Recurrent Urinary Tract Infections
Some children without a discernable anatomic anomaly develop recurrent urinary tract infections. Many of these children present after toilet training, when normal spontaneous voiding is prevented by social constraints. The risk of renal scarring in these patients is low, but not absent. Some of these children have symptoms of bladder instability, such as urge incontinence or squatting behavior, in the absence of an infection. Bladder instability may be improved by placing the child on a timed voiding schedule of once every three hours. If behavioral approaches fail, voiding symptoms often respond to anti-cholinergic agents such as oxybutynin (Ditropan), in a dosage of 0.15 mg per kg three times daily. Even when the symptoms are subtle and not in and of themselves troublesome, the recurrent infections can be prevented or reduced in frequency by employing anticholinergic therapy in conjunction with antibiotic prophylaxis. Constipation can also predispose to bladder instability and recurrent urinary tract infections and should therefore be aggressively managed.19,20
Even an anatomically and functionally normal urinary tract may be predisposed to recurrent infections. Certain host factors may play a role, such as antigen expression on the bladder epithelium.24 However, there is no specific therapy for these host factors, so children with frequent infections are managed with antibiotic prophylaxis administered in the same fashion as in patients with vesicoureteral reflux. However, in the absence of reflux, upper tract monitoring and routine urine cultures are rarely indicated. Treatment of asymptomatic bacteriuria in this setting is unnecessary.

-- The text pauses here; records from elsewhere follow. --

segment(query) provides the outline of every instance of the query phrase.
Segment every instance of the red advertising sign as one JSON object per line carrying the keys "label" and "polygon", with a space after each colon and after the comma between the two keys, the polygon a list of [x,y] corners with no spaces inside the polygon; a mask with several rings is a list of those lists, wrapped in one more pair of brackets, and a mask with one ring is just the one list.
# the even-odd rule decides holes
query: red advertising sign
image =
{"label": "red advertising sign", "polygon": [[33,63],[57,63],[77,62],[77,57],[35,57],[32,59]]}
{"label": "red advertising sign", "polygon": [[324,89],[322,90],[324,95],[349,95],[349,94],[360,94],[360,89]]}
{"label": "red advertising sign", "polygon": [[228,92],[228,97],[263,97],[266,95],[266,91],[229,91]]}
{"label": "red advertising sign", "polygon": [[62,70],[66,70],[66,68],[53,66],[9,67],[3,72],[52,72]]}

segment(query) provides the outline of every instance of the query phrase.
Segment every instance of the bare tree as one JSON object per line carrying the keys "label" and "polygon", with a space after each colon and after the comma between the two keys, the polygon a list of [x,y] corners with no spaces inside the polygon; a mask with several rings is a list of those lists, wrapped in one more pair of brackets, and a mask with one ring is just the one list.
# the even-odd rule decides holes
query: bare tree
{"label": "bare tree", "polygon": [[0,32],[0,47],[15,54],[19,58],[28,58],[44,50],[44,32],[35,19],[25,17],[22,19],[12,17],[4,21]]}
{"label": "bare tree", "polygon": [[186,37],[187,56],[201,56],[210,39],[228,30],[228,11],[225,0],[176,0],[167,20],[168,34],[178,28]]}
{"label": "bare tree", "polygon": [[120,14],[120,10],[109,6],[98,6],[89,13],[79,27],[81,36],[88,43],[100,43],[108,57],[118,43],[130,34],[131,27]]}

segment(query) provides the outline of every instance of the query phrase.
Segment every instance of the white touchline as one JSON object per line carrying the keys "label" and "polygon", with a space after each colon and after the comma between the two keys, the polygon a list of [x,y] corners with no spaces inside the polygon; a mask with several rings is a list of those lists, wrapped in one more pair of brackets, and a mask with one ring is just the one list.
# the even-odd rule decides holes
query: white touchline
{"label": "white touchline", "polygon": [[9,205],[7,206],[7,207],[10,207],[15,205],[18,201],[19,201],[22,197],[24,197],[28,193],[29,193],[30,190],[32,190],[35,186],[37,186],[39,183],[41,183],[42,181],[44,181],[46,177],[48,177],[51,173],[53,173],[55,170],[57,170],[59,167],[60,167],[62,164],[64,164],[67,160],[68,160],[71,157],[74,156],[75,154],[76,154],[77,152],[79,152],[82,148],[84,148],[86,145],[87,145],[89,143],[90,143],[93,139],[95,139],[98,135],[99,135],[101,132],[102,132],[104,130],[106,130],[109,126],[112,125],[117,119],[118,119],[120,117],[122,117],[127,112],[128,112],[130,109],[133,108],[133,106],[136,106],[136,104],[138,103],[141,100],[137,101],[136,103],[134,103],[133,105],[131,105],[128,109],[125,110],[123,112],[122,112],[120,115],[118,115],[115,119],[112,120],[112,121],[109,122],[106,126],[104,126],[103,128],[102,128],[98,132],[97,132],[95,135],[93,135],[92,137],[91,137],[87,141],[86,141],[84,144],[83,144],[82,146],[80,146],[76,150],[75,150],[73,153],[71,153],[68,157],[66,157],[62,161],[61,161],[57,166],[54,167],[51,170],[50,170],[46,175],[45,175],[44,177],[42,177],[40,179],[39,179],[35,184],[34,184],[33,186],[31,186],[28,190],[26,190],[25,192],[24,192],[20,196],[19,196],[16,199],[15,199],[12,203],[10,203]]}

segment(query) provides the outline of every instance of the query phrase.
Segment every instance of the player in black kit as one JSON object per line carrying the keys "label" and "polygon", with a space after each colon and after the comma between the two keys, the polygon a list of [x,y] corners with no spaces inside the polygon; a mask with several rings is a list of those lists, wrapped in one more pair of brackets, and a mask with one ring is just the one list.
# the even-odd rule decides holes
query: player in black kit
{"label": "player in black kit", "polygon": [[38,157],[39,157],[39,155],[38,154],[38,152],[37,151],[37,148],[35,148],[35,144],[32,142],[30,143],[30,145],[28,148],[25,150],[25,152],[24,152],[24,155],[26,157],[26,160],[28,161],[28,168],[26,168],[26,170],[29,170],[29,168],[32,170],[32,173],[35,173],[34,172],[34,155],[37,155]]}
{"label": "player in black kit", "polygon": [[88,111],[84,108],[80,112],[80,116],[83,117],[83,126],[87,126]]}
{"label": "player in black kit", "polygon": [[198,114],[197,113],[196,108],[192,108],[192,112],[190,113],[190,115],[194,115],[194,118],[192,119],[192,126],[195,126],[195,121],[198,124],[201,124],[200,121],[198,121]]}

The Foreskin and Urinary Tract Infections
A resurgence of sentiment favoring routine neonatal circumcision has occurred in the last decade because of recently described associations between an intact foreskin and urinary tract infections in infants. This association was best illustrated in a series of systematic studies by Wiswell and associates25–28 at U.S. Army hospitals. In several large epidemiologic studies, the authors found that the incidence of significant urinary tract infections in uncircumcised males less than six months of age was 1 to 4 percent. The incidence in circumcised males was only 0.1 to 0.2 percent.
Because of the data demonstrating an increase in the rate of infection, routine circumcision has been advocated by some authors. They point out the significant mortality and renal scarring associated with urinary tract infections occurring in early infancy. However, circumcision is a permanent solution to a problem that affects males only during the first six months of life. There may be alternative, nonsurgical means of preventing these infections, and the question of whether all boys should be circumcised to prevent infection in 1 to 4 percent remains debatable. It is also unclear whether circumcision would augment the benefit of antibiotic prophylaxis in boys with reflux or other urologic anomalies.